I can imagine a LOT of pain. Cases always have pain ratings attached to them that won't fluctuate based on how students ask this question, but when the scale is described to me this way I think, if I were a real patient, I would drastically revise my estimate downward.

Extra credit!
If students ask about the ADL scale right after the pain scale, it can be very confusing for patients because the scale is reversed. When that happens, I think it's better to ask about it as a percentage than a single number.

Further reading:
McSweeny's has a delightful article about SPs being trained to simulate pain. Wish more schools did this!

Postscript (Jun01.2020): 
When the coronavirus devastated the profession, this pain scale felt especially appropriate:

Reset

March 18, 2014


Okay, time for feedback.
[King Lear Mourns Cordelia's Death, via wikimedia]
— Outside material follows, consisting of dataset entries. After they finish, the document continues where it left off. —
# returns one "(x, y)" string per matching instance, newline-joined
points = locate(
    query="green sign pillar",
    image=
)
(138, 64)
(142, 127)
A friend sent me an article: "How Actors Create Emotions." I'm always fascinated by how quickly SPs reset between encounters. No matter what kind of encounter we have with a student, when they return for feedback we are ourselves again. Or, in cases where there is no feedback, the next student comes in and we start all over again. We are the same but different up to 20 times a day.

Not all SPs are actors. I am, and I love the depression cases, the bad news cases, the uncomfortable cases, the angry patient cases. But each of them takes its toll. In my case, the louder and more energetic the patient, the harder it is for me to sustain. But other SPs feel tired and lethargic after a day of being a depressed patient.

The author compares two approaches to modern theatre: "Strasberg was much more interested in actors working from their real lives and real pain, whereas Meisner thought that was "psychotherapy and had no place in acting.""

I guess I've always leaned in the Strasberg direction; I've never been been a Meisner fan. In fact, one of the things I very much value about SP work is how it allows me to discover things about myself. As I do, I can give better feedback to students about how to help me feel safer and more respected as a patient. 

So the more I put into the role, the more insight I can develop for students. But allowing for self-analysis and feedback helps keep the roles from becoming too true for me. From the article: "In art you have to be responsive. Things have to get in so that they can get out, and you can’t live the way you do your art or you’d be wounded every second.” SP work is better than live theatre in this way precisely because you get the chance to reset yourself. In theatre, repeating the same script with the same actors for 6+ weeks can wear the emotional groove deeper with each rehearsal and performance. But to be a good SP I need to respond to what a particular student is giving me at a particular moment, so every student is a new opportunity for exploration and discovery.